If you're coming from an R3 you might feel a slight difference in handling between the two, but whether or not it's sluggish will depend on your preferences, so I suggest test riding before commiting.


----------



## conejo_dan (Aug 9, 2010)

I have a 52cm 2010 Cervelo RS frameset. The slack HT 71 degree angle coupled with a 53mm rake in no way makes the bike handle sluggish. I just came off a Specialized Allez 54cm frameset and I think the handling is almost the same except maybe the RS is a little less stable on very slow uphill climbs; it tends to weave around a bit but is much stabler on downhills.

The benefit with the slacker HT angle is that there's no toe overlap. I thought the longer chainstays would influence the back of the bike handling but I don't sense anything unusual at all.

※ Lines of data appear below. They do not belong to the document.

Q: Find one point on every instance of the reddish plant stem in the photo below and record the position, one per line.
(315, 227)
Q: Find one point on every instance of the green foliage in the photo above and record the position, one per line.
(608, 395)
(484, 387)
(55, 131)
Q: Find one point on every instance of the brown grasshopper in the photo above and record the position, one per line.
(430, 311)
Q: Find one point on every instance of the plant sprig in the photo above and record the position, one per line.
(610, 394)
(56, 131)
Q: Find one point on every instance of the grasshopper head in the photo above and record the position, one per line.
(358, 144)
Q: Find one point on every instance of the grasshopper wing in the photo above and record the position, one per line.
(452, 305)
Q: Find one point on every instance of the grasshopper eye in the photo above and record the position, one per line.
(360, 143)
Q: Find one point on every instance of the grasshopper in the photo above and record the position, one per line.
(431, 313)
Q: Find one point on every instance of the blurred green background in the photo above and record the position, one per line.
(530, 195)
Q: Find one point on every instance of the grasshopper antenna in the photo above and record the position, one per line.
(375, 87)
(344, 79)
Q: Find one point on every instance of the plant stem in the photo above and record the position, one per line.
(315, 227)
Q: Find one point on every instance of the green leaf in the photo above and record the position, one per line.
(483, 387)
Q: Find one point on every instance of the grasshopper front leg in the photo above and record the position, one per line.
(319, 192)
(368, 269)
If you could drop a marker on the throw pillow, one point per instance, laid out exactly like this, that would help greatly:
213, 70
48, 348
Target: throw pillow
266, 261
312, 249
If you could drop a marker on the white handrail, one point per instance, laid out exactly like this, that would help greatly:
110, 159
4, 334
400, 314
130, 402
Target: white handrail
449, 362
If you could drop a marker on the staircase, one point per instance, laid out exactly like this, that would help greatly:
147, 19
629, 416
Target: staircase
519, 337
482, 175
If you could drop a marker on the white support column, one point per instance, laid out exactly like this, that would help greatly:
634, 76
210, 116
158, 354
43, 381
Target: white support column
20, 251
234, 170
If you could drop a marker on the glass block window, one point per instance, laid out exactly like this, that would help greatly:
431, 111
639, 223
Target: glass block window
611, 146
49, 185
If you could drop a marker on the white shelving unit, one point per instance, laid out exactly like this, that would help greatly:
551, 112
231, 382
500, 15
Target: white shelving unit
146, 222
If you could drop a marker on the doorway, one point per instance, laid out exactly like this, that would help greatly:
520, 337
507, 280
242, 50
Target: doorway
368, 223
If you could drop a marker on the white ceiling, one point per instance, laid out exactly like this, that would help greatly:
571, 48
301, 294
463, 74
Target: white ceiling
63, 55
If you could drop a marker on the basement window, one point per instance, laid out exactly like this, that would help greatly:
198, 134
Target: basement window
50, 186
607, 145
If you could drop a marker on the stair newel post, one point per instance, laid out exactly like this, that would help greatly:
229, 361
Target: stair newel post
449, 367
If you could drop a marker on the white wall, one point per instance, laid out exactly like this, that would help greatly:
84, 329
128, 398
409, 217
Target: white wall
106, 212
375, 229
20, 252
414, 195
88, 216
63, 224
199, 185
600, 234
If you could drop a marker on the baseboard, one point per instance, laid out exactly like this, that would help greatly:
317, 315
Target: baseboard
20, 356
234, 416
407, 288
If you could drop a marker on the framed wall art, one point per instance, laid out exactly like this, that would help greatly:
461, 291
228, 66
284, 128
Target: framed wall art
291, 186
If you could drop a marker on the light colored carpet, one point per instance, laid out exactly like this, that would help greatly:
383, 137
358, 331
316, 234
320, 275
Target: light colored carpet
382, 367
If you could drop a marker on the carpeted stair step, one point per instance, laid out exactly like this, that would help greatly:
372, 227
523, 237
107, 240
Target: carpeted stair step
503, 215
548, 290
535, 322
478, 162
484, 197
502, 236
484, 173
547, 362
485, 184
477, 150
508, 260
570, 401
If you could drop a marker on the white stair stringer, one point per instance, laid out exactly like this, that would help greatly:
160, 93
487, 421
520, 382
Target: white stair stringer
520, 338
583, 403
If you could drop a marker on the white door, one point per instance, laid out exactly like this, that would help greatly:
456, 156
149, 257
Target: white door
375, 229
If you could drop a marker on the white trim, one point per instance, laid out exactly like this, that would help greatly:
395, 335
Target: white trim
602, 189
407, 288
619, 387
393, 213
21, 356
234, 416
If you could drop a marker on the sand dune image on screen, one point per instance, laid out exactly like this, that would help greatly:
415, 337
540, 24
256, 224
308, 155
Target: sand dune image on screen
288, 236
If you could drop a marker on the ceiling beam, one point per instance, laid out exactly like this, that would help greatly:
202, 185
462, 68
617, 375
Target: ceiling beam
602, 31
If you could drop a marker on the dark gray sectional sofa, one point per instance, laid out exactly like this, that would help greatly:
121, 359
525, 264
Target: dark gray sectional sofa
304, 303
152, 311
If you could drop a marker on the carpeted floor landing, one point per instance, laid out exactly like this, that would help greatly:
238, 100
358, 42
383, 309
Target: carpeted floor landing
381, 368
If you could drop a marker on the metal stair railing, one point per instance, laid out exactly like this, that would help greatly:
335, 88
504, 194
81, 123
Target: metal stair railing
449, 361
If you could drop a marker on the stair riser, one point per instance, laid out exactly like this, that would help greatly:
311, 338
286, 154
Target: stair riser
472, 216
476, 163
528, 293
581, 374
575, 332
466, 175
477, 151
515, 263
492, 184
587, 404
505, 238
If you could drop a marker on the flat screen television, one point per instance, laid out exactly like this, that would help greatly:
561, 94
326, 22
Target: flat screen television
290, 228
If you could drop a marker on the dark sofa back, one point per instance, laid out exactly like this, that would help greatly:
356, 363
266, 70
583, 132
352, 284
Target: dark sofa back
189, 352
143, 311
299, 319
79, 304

All time best handling geometry for me has got to be the Colnago c40... just a sweet balance between alert but super stable handling with a good measure of "tracking on rails" effect whereby the front wheel always feels like it naturally wants to center itself. Only thing is you have to steer with your body and not so much with your handlebars but that becomes intuitive after a while. Alas, the Colnago geometry doesn't fit my long femur, short torso body measurements too well =(.


----------



## dcl10 (Jul 2, 2010)

Contrary to popular belief wheelbase generally has very little to do with how a bike handles. It will decrease the turning radius, but at speed that is already limited by tire grip long before any differences can manifest themselves. Also in conjunction with certain other design features it can increase stability, but that is more a result of optimal weight distribution, and the effects can be dependent on fit. More important is the HT angle, fork rake, BB drop (which is pretty standard these days), as well as the front-center distance, which is not always proportional to the wheelbase. One thing to keep in mind is that you can always modify the handling characteristics by changing the fork. If you use a fork with a shorter axel-crown dimension you will effectively increase the HT angle, and would then be able to use a shorter rake to achieve a given trail, which would also reduce the overall wheelbase. That is if you do not wish to maintain the more stable handling characteristics with which the bike was originally designed, but by no means are you locked into a certain front end setup.


----------